In my first life I am a fairly happy person I think, but like most people I have little pockets of sadness.  I would never want to burden my family or friends with some of the things I dwell on and in some cases it would really hurt them emotionally if I were to do so.  They might feel responsible in some way and I don’t want anyone to feel that way.   Being anonymous in a virtual world allows me to say things I otherwise would not.  My family and friends will never know Bryn Oh is me so its essentially a nice big diary with a lock on it.

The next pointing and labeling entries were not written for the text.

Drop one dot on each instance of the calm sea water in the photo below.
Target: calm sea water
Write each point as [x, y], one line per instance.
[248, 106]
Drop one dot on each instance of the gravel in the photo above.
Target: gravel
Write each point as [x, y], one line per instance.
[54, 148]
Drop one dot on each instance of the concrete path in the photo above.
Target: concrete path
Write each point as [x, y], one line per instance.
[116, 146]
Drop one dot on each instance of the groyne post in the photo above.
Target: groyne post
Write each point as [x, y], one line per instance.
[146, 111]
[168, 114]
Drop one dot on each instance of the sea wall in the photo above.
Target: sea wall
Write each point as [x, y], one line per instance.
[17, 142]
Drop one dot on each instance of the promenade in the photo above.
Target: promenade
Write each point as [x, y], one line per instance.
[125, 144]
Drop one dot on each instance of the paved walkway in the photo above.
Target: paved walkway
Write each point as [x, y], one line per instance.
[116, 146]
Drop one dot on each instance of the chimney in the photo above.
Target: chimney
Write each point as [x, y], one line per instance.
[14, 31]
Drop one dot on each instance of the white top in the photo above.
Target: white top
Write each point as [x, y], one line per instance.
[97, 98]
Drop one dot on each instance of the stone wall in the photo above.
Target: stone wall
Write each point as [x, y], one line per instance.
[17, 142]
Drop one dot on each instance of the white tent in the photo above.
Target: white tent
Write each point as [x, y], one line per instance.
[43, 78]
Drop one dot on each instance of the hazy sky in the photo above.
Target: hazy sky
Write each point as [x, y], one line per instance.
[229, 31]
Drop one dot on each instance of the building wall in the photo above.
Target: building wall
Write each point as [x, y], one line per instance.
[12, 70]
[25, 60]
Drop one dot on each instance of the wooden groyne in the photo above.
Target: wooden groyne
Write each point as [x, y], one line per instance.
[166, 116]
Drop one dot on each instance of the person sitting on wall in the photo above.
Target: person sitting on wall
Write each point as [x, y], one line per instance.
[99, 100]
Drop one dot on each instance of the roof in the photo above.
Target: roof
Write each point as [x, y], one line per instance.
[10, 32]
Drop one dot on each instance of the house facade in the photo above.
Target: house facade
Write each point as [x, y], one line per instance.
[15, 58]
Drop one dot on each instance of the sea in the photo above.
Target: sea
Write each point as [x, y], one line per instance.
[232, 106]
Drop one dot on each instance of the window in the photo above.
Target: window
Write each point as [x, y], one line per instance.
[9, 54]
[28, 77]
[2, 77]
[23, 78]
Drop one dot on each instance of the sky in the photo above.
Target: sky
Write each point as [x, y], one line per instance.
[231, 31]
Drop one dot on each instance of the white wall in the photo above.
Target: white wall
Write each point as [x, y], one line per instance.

The darkness in much of my work though, is a bit different.  Aesthetically I am considered to be Steampunk.  Steampunk art is traditionally a mix of Victorian sensibilities mixed with modern alternate technology.  When I make Steampunk, I like it to be a bit dim.  In addition, I love the dark works of artists like Georges de la Tour.  Technically though, darkness on a monitor allows the viewer to focus more on contrasting light areas.  It is a compositional tool which allows me to pull the eye from one area to another.  The artwork 26 tines is called a “cam build”.  The avatar arrives to the work and comes across a small door.  Their avatar is too big to go into the door so they must disengage their view or camera and enter the hole without their “body”.  The machinima or movie you refer to follows a scripted camera so it become more like a movie.  But in the virtual world the viewer experiences it as an unscripted open ended environment  and must discover ways to enter and explore it.  I am not sure if you will show that machinima on tv but the part after the radio where the camera goes down the narrow tunnel, the viewer must find that tunnel in Second Life and go down it.  Many never do.  My works are often about the excitement in finding hidden things, like turning over a rock to find a giant centipede to look at.  I spoke to an American artist the other day and he stated that he didn’t want to do “work” to see my art.  He wanted it laid before him like some kind of King, expecting me to be pleased that he has even taken the time to look at it.  I believe the opposite whereby doing the work and finding hidden parts that you know others have not found is what makes the artwork special.  When people find something hidden and intimate they have separated themselves from the average person who only know the surface of the artwork.  Finding the layers is the true interaction.

2. You are a oil painter in RL. Which differences in feelings, thoughts and action are involved in expressing your art  in two different kind of art? There are similarities between them?

The same basic principles of colour, form, line and composition apply to the virtual world as a medium, but with a few differences one must consider.
In the Galleria Nazionale di Capodimonte in Naples there is a work by Mattia Preti called Banchetto di Assalonne.
It is a fine example of using composition to circulate the viewers eye within the painting.  From above you see two men with knives ready to murder the man at the table, the angle of the blades lead the viewers eye to the focal point which is the man about to be murdered.  The angles of the bodies around him create an oval frame which keeps the eye circling around the subject.  If your eye leaves this area it will meet secondary figures outside the oval who are all pointing or looking at the subject which again brings the viewer back to the focal point.  Even the pillar to the top right is shaped like an upside down U to propel the eye back to the other subjects should, God forbid, your eye wander over there.  You can control where the viewer looks because the human eye tends to follow along lines and contours rather than against them.  It is a subconscious trait and also applies to the eye path of figures who
are depicted as looking at something.  As humans we want to see what they are looking at so we follow their gaze.

Preti controls where he wants you to look.  The image is static so he knows exactly how you will view his work.  In a virtual world composition, you never know from which angle the viewer enters your composition.  In Second Life you can disengage your view or perspective so that you need not look from the vantage point of  “eyes”.  Because of this every angle must have a strong composition if possible.  It is a very enjoyable challenge.